Word Document Scam Alert: Windows Users Vulnerable to Cyber Exploits

 


As a result of a recently discovered bug, hackers are able to execute remote code in all versions of Microsoft's proprietary MSHTML browser engine without having to install the application. There is a zero-day vulnerability in Microsoft Word that attackers are taking advantage of by crafting specially crafted documents. 

Microsoft's products such as Skype, Visual Studio, and Microsoft Outlook, as well as several others, also use MSHTML, so the problem really is widespread, since MSHTML is also used by several Microsoft products. A zero-day vulnerability in a Windows tool has been exploited by hackers via malicious Word documents to be able to compromise networks that have been protected by Microsoft's workaround for administrators. 

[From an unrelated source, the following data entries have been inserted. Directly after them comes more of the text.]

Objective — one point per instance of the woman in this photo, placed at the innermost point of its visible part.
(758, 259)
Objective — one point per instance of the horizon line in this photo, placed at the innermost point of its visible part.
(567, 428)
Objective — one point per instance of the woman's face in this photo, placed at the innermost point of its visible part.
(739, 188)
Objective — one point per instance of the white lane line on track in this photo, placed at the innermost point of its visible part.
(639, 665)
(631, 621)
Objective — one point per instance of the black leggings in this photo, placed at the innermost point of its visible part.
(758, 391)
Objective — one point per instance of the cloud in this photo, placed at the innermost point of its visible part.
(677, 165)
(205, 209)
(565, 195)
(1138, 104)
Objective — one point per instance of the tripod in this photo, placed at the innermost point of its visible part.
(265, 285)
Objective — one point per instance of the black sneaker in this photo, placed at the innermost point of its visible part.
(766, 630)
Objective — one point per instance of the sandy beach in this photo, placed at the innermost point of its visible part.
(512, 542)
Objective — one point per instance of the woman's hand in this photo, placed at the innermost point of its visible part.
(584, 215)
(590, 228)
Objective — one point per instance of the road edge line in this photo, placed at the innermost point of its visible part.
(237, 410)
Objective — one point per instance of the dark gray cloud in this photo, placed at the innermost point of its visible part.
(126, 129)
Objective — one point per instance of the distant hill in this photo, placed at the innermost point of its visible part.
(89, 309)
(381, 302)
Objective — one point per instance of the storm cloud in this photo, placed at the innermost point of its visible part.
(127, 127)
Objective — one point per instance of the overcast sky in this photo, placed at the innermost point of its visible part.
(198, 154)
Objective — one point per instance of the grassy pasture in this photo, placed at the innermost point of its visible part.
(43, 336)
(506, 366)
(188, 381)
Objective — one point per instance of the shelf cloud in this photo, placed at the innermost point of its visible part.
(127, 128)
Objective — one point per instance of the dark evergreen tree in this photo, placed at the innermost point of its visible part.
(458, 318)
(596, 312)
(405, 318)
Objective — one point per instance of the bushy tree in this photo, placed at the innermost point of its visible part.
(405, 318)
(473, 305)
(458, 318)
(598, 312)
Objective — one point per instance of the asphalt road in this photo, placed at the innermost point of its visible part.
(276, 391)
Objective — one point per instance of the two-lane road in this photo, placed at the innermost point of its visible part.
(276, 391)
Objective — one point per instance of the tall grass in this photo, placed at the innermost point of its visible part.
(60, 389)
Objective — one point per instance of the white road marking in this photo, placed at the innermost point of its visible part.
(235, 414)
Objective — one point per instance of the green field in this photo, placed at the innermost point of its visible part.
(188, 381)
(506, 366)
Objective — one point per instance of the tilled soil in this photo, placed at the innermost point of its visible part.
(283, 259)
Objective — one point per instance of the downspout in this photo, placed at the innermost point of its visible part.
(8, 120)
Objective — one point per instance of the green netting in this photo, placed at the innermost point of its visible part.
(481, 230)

The Google-owned antivirus service VirusTotal detected a malicious Word document uploaded on 25 May from a Belarusian IP address on its website that was uploaded on the weekend.  As a result of Kevin Beaumont's analysis, he discovered that despite macros being disabled, the malicious document - or "malloc" - was able to generate code through the legitimate Microsoft Support Diagnostic Tool (msdt.exe) despite the fact that macros were enabled. 

MSDT is accessed through the ms-msdt URL protocol in Windows from the malicious Word document in order to execute the malware. There is now a "troubleshooter pack" available for download from the MSDT website.  Using malicious Microsoft Word documents, North Koreans are attempting to steal sensitive information from Russian targets by exploiting the weaknesses in the security software. 

A Fortinet researcher named Cara Lin made the following observation about how a group called Konni (although there are so many similarities between it and Kimsuky aka APT43 that it is also possible that it could be this group) attempted to deliver a malicious Russian-language Microsoft document in the form of an attachment. This malware has the appearance of a macro, which is typical of malware that is downloaded as a file. 

According to the document that is being distributed, there is an article in the Russian language, which apparently describes Western assessments on the progress of the Special Military Operation. It is noted in the piece that The Hacker News commented that Konni is a "notable" application for its anti-Russian values.  

A majority of the time, the group would engage in spear-phishing emails and malicious documents in an attempt to gain access to targets' endpoints, which was done by spear-phishing. It has been reported that earlier attacks taken advantage of a vulnerability in WinRAR (CVE-2023-38831) were spotted by cybersecurity researchers Knowsec and ThreatMon, it has been reported. 

A major objective of Konni is to smuggle data and conduct espionage activities around the world, as reported by ThreatMon. During this process, the group uses a wide array of malware and tools in order to accomplish its objectives, frequently adapting its tactics in order to avoid detection by the authorities. The sabotage of Russian firms by North Korean hackers is not the first instance on which we have seen similar attacks.